Legal research in criminal cases – The amount of work that a criminal defense attorney must do on a criminal case is often unknown and underestimated.  It is not difficult to understand the amount of work that is put towards court appearances, trial preparation, and reviewing discovery to most clients.  Further, some clients appreciate and understand the time that it takes for attorneys to conduct their own investigation, handle jail visits, explain the law to them, and counsel them on legal matters, but there is still a lot more that goes unnoticed.

One of the many things that go unnoticed and unexplained is the amount of time that criminal defense attorneys and their support staff spend either doing legal research or reading and researching the appropriate information for different cases.  In this blog, we will discuss it a little bit. We will discuss the reasons why, how it’s done, and what methods some of us use.  Like all our blogs, this is intended for general informational purposes only, and not intended as a substitute for the advice and counsel of a criminal defense attorney.  Also, reading this blog or any other shouldn’t be considered legal research.

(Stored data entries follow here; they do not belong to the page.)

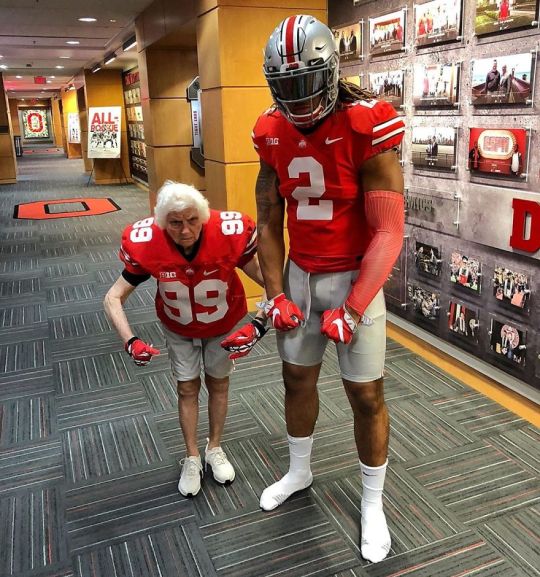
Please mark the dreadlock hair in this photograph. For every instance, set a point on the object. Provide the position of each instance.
(349, 92)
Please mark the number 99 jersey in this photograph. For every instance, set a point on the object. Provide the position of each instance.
(319, 176)
(199, 298)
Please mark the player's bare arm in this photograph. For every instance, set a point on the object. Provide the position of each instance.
(270, 214)
(253, 270)
(114, 309)
(382, 172)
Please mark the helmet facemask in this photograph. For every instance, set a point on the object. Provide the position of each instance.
(301, 68)
(305, 94)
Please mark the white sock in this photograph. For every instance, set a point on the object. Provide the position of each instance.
(375, 543)
(299, 476)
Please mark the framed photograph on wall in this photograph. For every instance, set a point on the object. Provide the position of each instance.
(387, 33)
(508, 341)
(387, 85)
(356, 80)
(435, 85)
(437, 21)
(500, 152)
(502, 80)
(350, 41)
(463, 321)
(494, 16)
(426, 302)
(35, 123)
(511, 287)
(427, 259)
(465, 271)
(434, 147)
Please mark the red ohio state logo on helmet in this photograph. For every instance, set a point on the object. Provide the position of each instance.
(44, 209)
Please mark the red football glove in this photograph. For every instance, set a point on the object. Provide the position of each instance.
(283, 313)
(139, 351)
(338, 325)
(240, 343)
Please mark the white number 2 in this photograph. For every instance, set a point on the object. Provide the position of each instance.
(320, 210)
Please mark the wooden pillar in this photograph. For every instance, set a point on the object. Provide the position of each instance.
(8, 163)
(58, 128)
(165, 74)
(14, 113)
(231, 36)
(70, 106)
(104, 88)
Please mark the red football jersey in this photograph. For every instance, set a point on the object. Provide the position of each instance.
(204, 297)
(318, 175)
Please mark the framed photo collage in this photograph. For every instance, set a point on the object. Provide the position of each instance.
(467, 90)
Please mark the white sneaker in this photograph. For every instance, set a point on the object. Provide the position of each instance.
(190, 478)
(222, 470)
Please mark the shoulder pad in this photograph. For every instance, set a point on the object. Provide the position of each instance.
(365, 115)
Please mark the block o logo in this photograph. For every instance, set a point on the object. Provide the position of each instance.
(48, 209)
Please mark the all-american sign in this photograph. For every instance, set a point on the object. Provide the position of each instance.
(104, 136)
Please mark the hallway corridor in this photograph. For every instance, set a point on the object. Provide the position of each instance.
(90, 443)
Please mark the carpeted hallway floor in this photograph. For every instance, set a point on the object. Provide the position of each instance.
(89, 443)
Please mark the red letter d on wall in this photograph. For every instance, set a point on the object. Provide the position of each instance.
(525, 210)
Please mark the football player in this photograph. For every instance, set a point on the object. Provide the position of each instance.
(328, 158)
(192, 252)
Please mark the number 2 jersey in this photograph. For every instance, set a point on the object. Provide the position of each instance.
(319, 177)
(199, 298)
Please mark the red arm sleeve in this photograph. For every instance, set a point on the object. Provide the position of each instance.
(385, 214)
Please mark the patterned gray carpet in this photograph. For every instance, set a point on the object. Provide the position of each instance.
(89, 442)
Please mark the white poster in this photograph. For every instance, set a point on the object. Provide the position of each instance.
(104, 132)
(74, 128)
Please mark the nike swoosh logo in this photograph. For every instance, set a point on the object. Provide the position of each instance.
(339, 325)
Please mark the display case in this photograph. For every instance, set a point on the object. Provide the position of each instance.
(135, 126)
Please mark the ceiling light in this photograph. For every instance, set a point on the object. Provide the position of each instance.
(129, 43)
(109, 58)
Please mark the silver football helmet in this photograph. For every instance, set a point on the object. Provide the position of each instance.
(301, 68)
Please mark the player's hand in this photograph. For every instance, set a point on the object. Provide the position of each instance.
(283, 313)
(139, 351)
(240, 343)
(338, 325)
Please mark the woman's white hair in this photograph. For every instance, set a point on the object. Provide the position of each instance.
(176, 197)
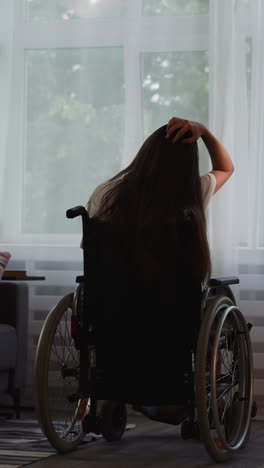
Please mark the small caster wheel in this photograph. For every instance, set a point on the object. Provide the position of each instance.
(113, 420)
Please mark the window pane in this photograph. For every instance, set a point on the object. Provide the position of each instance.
(72, 9)
(75, 114)
(175, 7)
(175, 84)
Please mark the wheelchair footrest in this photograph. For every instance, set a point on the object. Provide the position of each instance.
(92, 424)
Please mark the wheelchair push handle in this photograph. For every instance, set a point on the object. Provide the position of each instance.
(76, 211)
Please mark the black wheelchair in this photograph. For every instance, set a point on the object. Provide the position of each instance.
(114, 342)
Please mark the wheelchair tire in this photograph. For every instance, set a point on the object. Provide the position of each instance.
(113, 420)
(59, 410)
(216, 391)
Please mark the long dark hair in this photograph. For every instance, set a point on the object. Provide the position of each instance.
(161, 188)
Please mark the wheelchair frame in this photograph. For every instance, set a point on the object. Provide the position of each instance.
(222, 373)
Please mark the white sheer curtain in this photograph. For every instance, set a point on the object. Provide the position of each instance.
(236, 117)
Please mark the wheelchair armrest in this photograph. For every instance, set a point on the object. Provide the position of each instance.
(223, 281)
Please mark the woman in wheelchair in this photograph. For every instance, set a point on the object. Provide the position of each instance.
(170, 340)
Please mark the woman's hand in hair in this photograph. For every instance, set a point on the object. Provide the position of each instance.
(194, 129)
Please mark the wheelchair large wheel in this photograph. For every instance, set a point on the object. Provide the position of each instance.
(59, 410)
(223, 379)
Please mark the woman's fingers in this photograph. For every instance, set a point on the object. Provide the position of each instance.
(180, 133)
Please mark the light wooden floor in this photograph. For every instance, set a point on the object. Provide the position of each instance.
(155, 445)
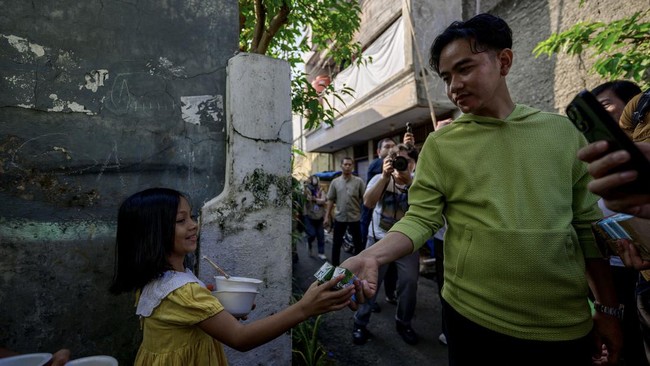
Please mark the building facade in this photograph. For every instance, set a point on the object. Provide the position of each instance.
(398, 86)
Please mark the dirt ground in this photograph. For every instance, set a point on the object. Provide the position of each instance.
(385, 347)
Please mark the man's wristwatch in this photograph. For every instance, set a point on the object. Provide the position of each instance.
(616, 312)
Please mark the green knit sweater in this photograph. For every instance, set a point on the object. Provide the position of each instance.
(518, 211)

The need for legal research in criminal cases

The law is based on rules and the facts that apply to those rules.  It is also based on precedent, which means legally speaking, the way prior judges ruled on something should provide a guideline on how a current judge should rule on a similar set of facts.  A criminal defense attorney needs to understand the elements of a crime, evidentiary issues, and consequences related to charges and potential convictions.

No matter how great a criminal defense attorney is, it is impossible for him or her to handle criminal cases without regularly doing some legal research because of some or all the following issues:

There are a lot of laws

There are thousands of state and federal crimes. Sometimes someone can be charged with a crime that his attorney is not familiar with. It is not a cause for concern, nor should it be surprising. It not difficult for an attorney to look what he needs to know for the crime in question.

Things change all the time

Laws change regularly.  Expunction law changes, the classification of crimes change, and new crimes are added.  Legal research provides us with a way of keeping current with criminal law in an efficient way. Having old information can be as bad if not worse than not having information at all.

Finding similarities in prior cases can be very helpful

There are legal positions that can best be argued by looking at case law that previously decided it.  An example of this would be making a probable cause argument. Sometimes the best way to argue a lack of probable cause it by looking at the facts and circumstances at hand and comparing it to a similar case with similar facts and circumstances.

The judge sometimes needs to be persuaded with documentation

There are instances in a criminal trial where the defense attorney is asking a judge to make a ruling to suppress some evidence to otherwise restrict the government from doing something. This occurs often during pre-trial motions.  In persuading the judge that what you are asking of them is something that they have the legal authority to do, and that there is precedent for, it is helpful to have some sort of documentation through case law, statutes, rules of evidence of some other legally sufficient source of law.

There is a lot that goes on behind the scenes of a criminal case. Criminal law is complicated and requires expert help.  The main problem that people run into when they are attempting to represent themselves is that they don’t know what they don’t know.  If you have been charged with a crime, hire an attorney.